Analyzing data from a series of nationwide polls, the report finds that a majority of Bush supporters believe things about the world that are objectively untrue, while the majority of Kerry supporters dwell in the reality-based community. For example, Bush backers largely think that the president and his policies are popular internationally. Seventy-five percent believe that Iraq was providing “substantial” aid to al-Qaida, and 63 percent say clear evidence of this has been found.
steelbrassnwood
Could it have anything to do with the active denigration of news outlets by the right, and the corresponding rise of newsspeak outlets like Fox and Drudge?
admin
I think you’re right, though WHY Americans should be so susceptible to such manipulation is the larger question. I think it taps into the latent American strain of anti-intellectualism. Too many Americans have a preference for easy, unambiguous answers, and Fox News and its ideological brethren are shameless about pandering to that preference, only slightly more so than the major network news outlets.
arian1
Ahh..Fox News. America’s own little Al Jazeera
keikaimalu
Plus when TV news is unpleasant and sensationalized to the point of being traumatic, one can want to shy away from it. People don’t like bad news, and very little good news gets reported. Ergo, many people avoid news like the plague. (I speak with some embarrassment as one who is trying to dig herself out of that particular pit of ignorance.)
shunn
Have you seen Control Room? Al Jazeera may in fact be more balanced than Fox.
shunn
That’s depressing indeed. To have such ignorance in an age of such universal literacy is inexcusable. I guess literacy is no good if the only things you ever read are the Bible and Reader’s Digest. These sources don’t exact train one to think critically.
admin
When I was a newswriting student, almost the first thing my professor said to us was “This is an MFA course: Murders, Fires and Accidents.” Journalism at its most basic is telling stories, and stories need drama. Usually the dramatic stories the world provides don’t have happy endings.

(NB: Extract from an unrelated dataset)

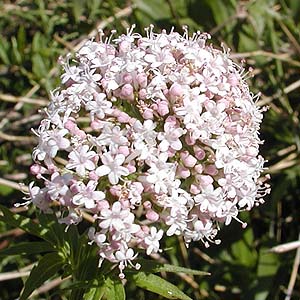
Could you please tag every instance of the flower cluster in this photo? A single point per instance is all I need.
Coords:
(152, 136)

TV news, of course, is that principle distilled to its essence: not merely drama, but telegenic drama that can be explained in 25 (small) words. Even the sainted Jim Lehrer must bow to that convention sometimes.
admin
Only the apostates read Reader’s Digest.
But you’re right: it’s fucking inexcusable. Reliable news coverage has NEVER been easier to hand for most Americans, yet a significant portion of them will get their information for the least accurate, least thoughtful sources. Again, I lay this tendency at the feet of our anti-intellectual, evangelical tradition.
keikaimalu
Usually the dramatic stories the world provides don’t have happy endings.
I would submit that it’s more that happy endings are anticlimactic, and thus don’t make top-story status often. Sure, we like happy endings, but only after much horror and strife.
I’ve long had the thought of starting the Good News Channel (or Website), wherein people can come to read about all the interesting and pleasant things happening in the world. Not just what’s commonly called “human interest” stories, but little tidbits that show the other side of the world, the side that’s not all about beheadings and car-bombs and tribal conflicts.
keikaimalu
And yet. This channel/website/newspaper says one thing, that one another contradictory thing. Everyone seems to have an agenda, rendering their stories suspect. If you dive in fresh as a newborn babe, how do you know who to believe, who to trust?
And frankly, “reliable” news coverage may be out there, but I ain’t seein’ it on TV or in the newspapers, and there are so many damned websites that it’s hard to know which ones are legit. What I’m seeing in the news these days is sensationalized crap without a hint of investigative journalism or objective analysis. I am weary of being spoon-fed what both sides of an issue say, without any digging into to the veracity of either claim. And that makes me reluctant to look at the news at all.
I am not an anti-intellectual, and you’d be hard-pressed to find someone less evangelical than me. I was raised in a family that values education and rational thought. Hell, I was raised a Unitarian; I could argue cogently before I could ride a bike. But it can be overwhelming trying to learn about what’s really going on in the world when every corner huckster has something to sell.
admin
This and your other post, above, require a longer answer than I can give it right now: good questions. I think I’ll write a whole essay on news, good and bad, and journalism. Maybe tomorrow.